Varianten der Atemtherapie

  • Atemarbeit nach Cornelis Veening: Eine auf der Psychologie C.G. Jungs basierende Atemtherapie, die über eine leib-seelische Entwicklung einen Weg von „innen nach außen“ anbietet, damit „der Mensch das werde, was er sein soll“.
  • Atemarbeit nach Herta Richter: Sie basiert auf der Erfahrung, dass die Entwicklung des eigenen Atems Verbindungen zum innersten Wesen ermöglichen kann.
  • Atem-, Stimm- und Sprecherziehung nach der Methode nach Schlaffhorst und Andersen: Der Atem wird als Bindeglied zwischen der vegetativen und der somatischen Ebene des Klienten gesehen. Es wird eine Verbesserung der Atmung, der Stimme und der Bewegung angestrebt.
  • Atem- und Leibtherapie nach Graf Dürckheim: Der Klient wird angeleitet, sich seinen Verhaltensmustern und Ängsten zu stellen, um damit einen Neubeginn zu ermöglichen. Dabei soll der Leib als „beseelter Körper“, der mit der Psyche eine Einheit bildet, erfahrbar gemacht werden.
  • Buteyko-Methode: ein Verfahren, das die Patienten zum bewussten Wenigeratmen anleitet und so asthmatische Beschwerden lindern möchte.
  • Erfahrbarer Atem nach Ilse Middendorf: Es wird mit dem so genannten „zugelassenen Atem“ gearbeitet und mit der Erfahrung, dass zwischen „Atem, Sammlung und Empfindung“ eine gegenseitige Wechselwirkung besteht, die bei gleichzeitiger Balance zwischen „Hingabe und Achtsamkeit“ eine bewusste Entwicklung aller Ebenen (je nach Hinwendung) des Klienten möglich machen soll.
  • Eutonie nach Gerda Alexander: Die Eutonie (= richtige Spannung) arbeitet mit dem unbewusst verlaufenden Atem des Klienten. Dabei soll ein harmonischer Ausgleich entstehen zwischen Verspannungen (Hypertonie), die gelöst und Erschlaffungen (Hypotonie), die gespannt werden.
  • Funktionelle Atemschulung nach Julius Parow und Margot Scheufele-Osenberg: Ausgehend von den Gegebenheiten einer logischen naturwissenschaftlichen Erkenntnis über die Bewegungen des Zwerchfells und die das Zwerchfell unterstützenden muskulären Abläufe des Körpers, stellt sie die natürliche Atemfunktion wieder her.
  • Holotropes Atmen nach Stanislav Grof: vertieftes Atmen (Hyperventilation) öffnet Blockaden und wirkt kathartisch. Transpersonale Erfahrungen und eine Verbindung zum „inneren Heiler“ und „höheren Selbst“ werden möglich.

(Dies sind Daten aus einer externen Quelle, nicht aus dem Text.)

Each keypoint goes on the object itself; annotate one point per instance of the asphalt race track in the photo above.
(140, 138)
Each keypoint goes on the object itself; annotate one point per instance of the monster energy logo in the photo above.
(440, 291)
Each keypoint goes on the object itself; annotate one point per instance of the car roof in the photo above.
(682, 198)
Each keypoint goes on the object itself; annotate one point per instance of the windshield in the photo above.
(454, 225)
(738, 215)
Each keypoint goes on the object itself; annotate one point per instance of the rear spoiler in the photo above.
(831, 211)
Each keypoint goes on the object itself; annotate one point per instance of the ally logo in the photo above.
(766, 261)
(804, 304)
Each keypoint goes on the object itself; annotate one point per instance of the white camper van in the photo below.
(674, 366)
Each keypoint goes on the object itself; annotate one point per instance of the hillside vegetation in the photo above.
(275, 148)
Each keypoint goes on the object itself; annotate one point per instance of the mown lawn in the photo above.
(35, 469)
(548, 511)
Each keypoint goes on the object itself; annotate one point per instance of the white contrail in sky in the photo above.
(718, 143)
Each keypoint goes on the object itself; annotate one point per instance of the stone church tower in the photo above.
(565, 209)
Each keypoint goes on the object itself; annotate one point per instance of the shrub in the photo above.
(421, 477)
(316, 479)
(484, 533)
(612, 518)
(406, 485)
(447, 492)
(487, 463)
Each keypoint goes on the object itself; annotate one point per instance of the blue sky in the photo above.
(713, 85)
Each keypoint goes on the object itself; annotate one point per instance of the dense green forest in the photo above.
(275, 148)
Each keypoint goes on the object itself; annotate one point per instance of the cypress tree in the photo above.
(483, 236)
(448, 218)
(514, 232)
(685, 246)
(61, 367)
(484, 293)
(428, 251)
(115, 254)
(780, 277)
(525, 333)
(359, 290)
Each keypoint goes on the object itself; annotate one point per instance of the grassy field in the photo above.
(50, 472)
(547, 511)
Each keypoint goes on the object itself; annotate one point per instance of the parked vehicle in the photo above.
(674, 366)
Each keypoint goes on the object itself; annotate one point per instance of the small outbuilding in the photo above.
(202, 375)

  • Integratives Atmen: Der Atem wird als Weg zur Verbindung von Körper, Seele und Geist genutzt. Elemente verschiedener Schulen der Atemtherapie und Atemarbeit werden spezifisch auf die Problemlage und den inneren Entwicklungsstand des Hilfesuchenden angepasst. Auch andere psychotherapeutische Methoden werden mit der Atemerfahrung verknüpft.
  • Intuitives Atmen nach Karl Scheerer: Eine Atemmethode mit stark meditativem Charakter, die die Elemente der biografisch geprägten Psyche und des Körpers mit spirituellen und transpersonalen Bereichen verbinden soll.
  • Pranayama gehört als Bestandteil des Yoga zu den ältesten Atemtherapien. Die Ursprünge gehen bis auf die Upanishaden zurück.
  • QuantumLightBreath ist an Vipassana angelehnt. Vertieftes Atmen (Hyperventilation) öffnet Gefühls-Blockaden und wirkt kathartisch. Gleichzeitig wird Gelassenheit geübt.
  • Qigong: Das Qigong (qi = Atem, gong = Fertigkeiten erwerben) basiert auf der traditionellen chinesischen Medizin. Ziel ist die Harmonisierung von Atem, Geist und Körper.
  • Vokalatmung: Die Vokalatmung bzw. das Vokalsingen stammt aus indischen Jogaübungen und wurde im Westen weiterentwickelt, um einen natürlichen Bezug zu Atem, Körper und Bewusstsein herzustellen. Es wird in der Psychotherapie verwendet und wird daneben zur Stimmbildung genutzt, da die Stimme „geklärt“ und gekräftigt wird.